Actually the 1/3 power continuous power test is a lot harder on an amplifier than continuous full power operation.
At full power most of the heat is dumped into the load, not into the amplifier. At 1/3 power most of the heat is dumped back into the amplifier.
The old FTC test standard came about because of wildly inflated "brown box" commercial gear of the time, some advertising 1000 watts peak power with little sold state amplifier built into the furnature like coffins that only put out 10 watts or so real. The 1/3 power test was simply picked out of thin air without an understanding that it was actually near worst case operation, and not like real world use conditions at all. Many companies with quality products had to change their products. Crown, for example with their battleship like 300 amplifier moved the thermal protection breakers from the transistors themselves to far away out on the heat sinks, so they would not trip as fast. The amplifier never did have any power or heat problems, but the rules meant they had to remove protection for the user. It was a bad regulation. Bob Tucker of Dynaco did a major white paper on the subject. Even the old Dyna St-70 tube amp had to be downrated in power because of it.

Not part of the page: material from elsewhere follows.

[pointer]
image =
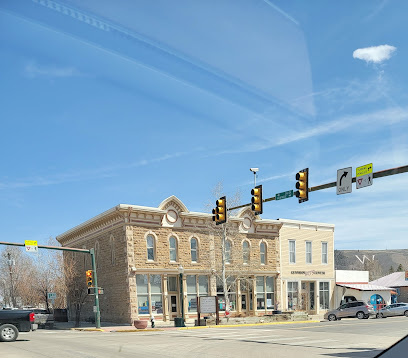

Bob Carver, as I understand it, got around the rules because his little cube was designed to run with the small amp section at near full power under 1/3 power test conditions, with the high power mode essentially turned off, so a big heat sink was not required, just enough needed for the 5 minute full power end test, starting when it had not been heated up with the worse case 1/3 power preconditioning.
In recent years, I doubt if there has been any enforcement of these rules as they were pretty well understood to not be very useful.
We have never provided thermal shutdown circuits on new AVA amplifiers because we have never had a reported case of output circuit damage that was overheating related. In our vigorous 1/3 power testing here, we note that the output transistor cases always stay within the manufacturer's safe operating range, and more important yet, the thermal gradient between the output cases themselves and the very end of the heat sink fins is very small, indicating that the heat sinks are doing an excellent job of pulling the heat out of the devices and dumping it into the air. The heat sinks themselves are "striated" (many small grooves) which nearly doubles their effective size.
But in any event, don't worry if your own amplifier (whatever brand) flunks a pre-conditioning test, it is not a real world situation and likely has no good correlation to the unit's actual audio performance.
Now advertised power for car radios and multi-channel surround sound systems, well that is a different tale entirely, and subject to more thought on a quiet rainy day when I have nothing better to expand on.